Il primo ministro israeliano Benjamin Netanyahu non ha rilasciato dichiarazioni politiche ad alta voce dopo il suo ritorno dagli Stati Uniti e i suoi colloqui con Donald Trump. Ha fatto dichiarazioni politiche negli Stati Uniti, ma poi, probabilmente, non aveva ancora un quadro completo e informazioni complete sulle azioni future della Russia.temporaneamente messi a tacere. 

Avigdor Lieberman ha rilasciato due interviste nei giorni scorsi: una il 27 settembre al posto di blocco di Kuneitra sulle alture del Golan occupate da Israele e l’altra recentemente per il giornale Yediot Ahronot.

Nelle alture del Golan, Lieberman ha aggirato la questione della politica di Israele nelle nuove condizioni, affermando che la politica dello stato di Israele non cambierebbe e ha suggerito che i giornalisti si rivolgano al segretario stampa dell’esercito israeliano. In un’intervista al giornale Yediot Ahronot, non è stato pubblicato nulla riguardo alla Siria. Forse questo è dovuto alla proibizione della pubblicazione di informazioni su questo da parte della censura dello stato israeliano.

Forze russe in Siria

Israele è uno dei pochi paesi al mondo in cui è in vigore la censura preliminare e dove, per la prima volta nella storia dopo la Germania nazista, c’è un ministero di propaganda di stato. Ma in un’intervista pubblicata con il giornale Yediot Ahronot, la frase del ministro della Difesa israeliano secondo cui “la prontezza al combattimento dell’esercito israeliano è ora la stessa della guerra del 1967” è stata mantenuta.
Il 6 ottobre è stata rilasciata un’intervista al giornale Ha’aretz da un altro ministro del governo israeliano, Tzhahi Anegbi, in cui questi ha anche annunciato la determinazione e le intenzioni del governo israeliano di continuare l’aggressione contro la Siria.
Tale comportamento pubblico di Netanyahu, Lieberman e di altri ministri israeliani può significare solo una cosa: la leadership israeliana non ha rifiutato di continuare l’aggressione contro la Siria e ora c’è una preparazione segreta di nuovi attacchi.
Secondo il rapporto del 5 ottobre sul sito web israeliano Debka, che è considerato un sito web che pubblica informazioni nell’interesse dei servizi segreti israeliani, il presidente degli Stati Uniti ha ordinato di trasferire urgentemente in Israele diversi squadroni degli ultimi aerei americani F-35 da unità combattenti, comprese quelle già presenti in Medio Oriente, negli Emirati Arabi Uniti.
La ragione dell’aggressione israeliana contro la Siria è la presenza di ufficiali iraniani sul territorio della Siria e la possibilità di trasferire alcuni tipi di armi al movimento libanese di Hezbollah.
Da un punto di vista legale, la presenza di ufficiali iraniani in Siria e la presenza di armi iraniane, così come l’assistenza della Siria al movimento libanese di Hezbollah, sono assolutamente legittimi.
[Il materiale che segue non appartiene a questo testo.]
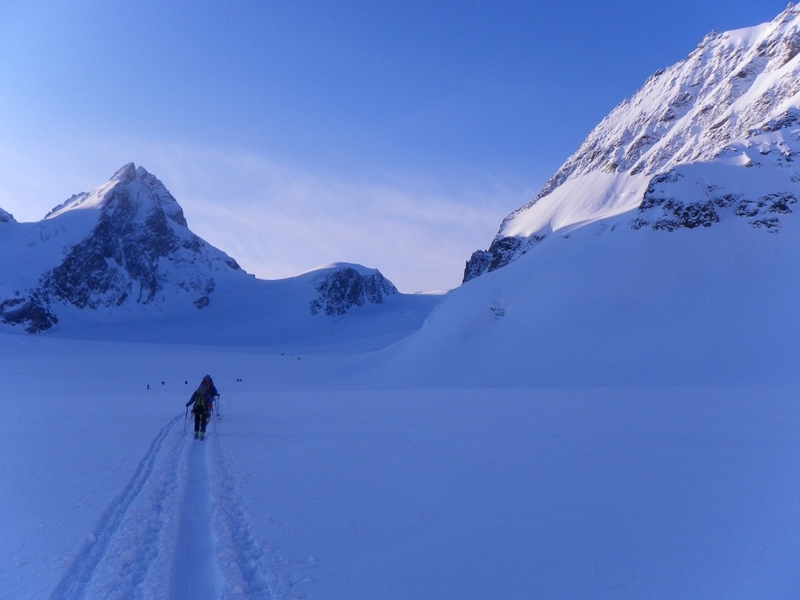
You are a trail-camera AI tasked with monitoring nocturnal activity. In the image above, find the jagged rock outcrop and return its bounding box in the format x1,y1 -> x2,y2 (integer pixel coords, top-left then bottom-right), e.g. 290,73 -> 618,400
0,163 -> 241,332
309,265 -> 397,316
464,5 -> 800,282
Ufficiali e volontari iraniani sono sul territorio della Siria su base legale su richiesta del governo siriano e danno un contributo significativo al ripristino della sovranità siriana, insidiata dai gruppi terroristi appoggiati dall’estero.
Negli ultimi anni, dall’inizio degli eventi in Siria (dal 2011), Israele ha commesso oltre 200 atti di aggressione contro la Siria. Abitazioni civili sono state distrutte, ufficiali e soldati siriani e civili inermi sono stati uccisi e feriti.
Allo stesso tempo, non c’era un solo atto di aggressione contro Israele dal territorio della Siria; una sola volta, un aereo israeliano è stato abbattuto con un fuoco di risposta della difesa aerea siriana.
Continuando fino a poco tempo fa, i continui attacchi dell’aviazione israeliana per tutto questo tempo non hanno incontrato l’opposizione dalla Russia. Invece di proteggere il cielo siriano da tutti gli aggressori, la Russia ha permesso ad Israele di attaccare qualsiasi obiettivo in Siria, e consentito agli Stati Uniti di occupare territori nel sud e nell’est della Siria.
Il tragico incidente con l’aereo russo Il-20 avrebbe potuto accadere prima in qualsiasi momento, ed è abbastanza probabile che tali incidenti siano accaduti prima, proprio su di loro, probabilmente, ma non sono stati segnalati.

Aviazione israeliana

Così, nel 2013, dopo un altro attacco di aviazione israeliana alla Siria nella regione di Latakia nelle immediate vicinanze dell’ubicazione delle strutture militari russe, lo stesso presidente russo Vladimir Putin in serata ha dovuto chiamare il primo ministro israeliano, che era in visita settimanale in Cina .
A quel tempo, nel 2013, il presidente degli Stati Uniti Barack Obama non era stato in grado di parlare al telefono con il presidente russo Vladimir Putin per mezzo anno a causa del rifiuto della parte russa di dialogare. Vladimir Putin ha chiamato lui il primo ministro israeliano .
La conversazione tenutasi alle 10 pm ora di Pechino (che indica l’urgenza della chiamata) è stata così importante per Netanyahu che è tornato in Israele dopo una lunga visita e un lungo volo, alle cinque del mattino in un giorno importante di festa. La festa religiosa, senza lasciare l’aeroporto, venne trasferita su un altro aereo e lui volò a Sochi per incontrare Vladimir Putin. E solo dopo questo incontro, che era in parte a quattrocchi, Netanyahu tornò in Israele e l’aggressione israeliana contro la Siria, con il tacito consenso della Russia, era continuata.
In questa intera storia dell’aggressione israeliana contro la Siria, c’è un aspetto morale e politico cruciale. In parole povere, non lo fanno in forma totale per gli alleati: li proteggono in un posto e non in un altro. Il resto dei paesi alleati della Russia ora saprà che, nel caso, la Russia non li difenderà, procedendo da interessi incomprensibili della leadership del paese, contrariamente agli interessi nazionali della Russia. È successo nel Donbass del 2014, è successo in Siria, a partire dal 2011, nonostante l’esistenza di un trattato di amicizia, cooperazione e assistenza reciproca tra Russia e Siria.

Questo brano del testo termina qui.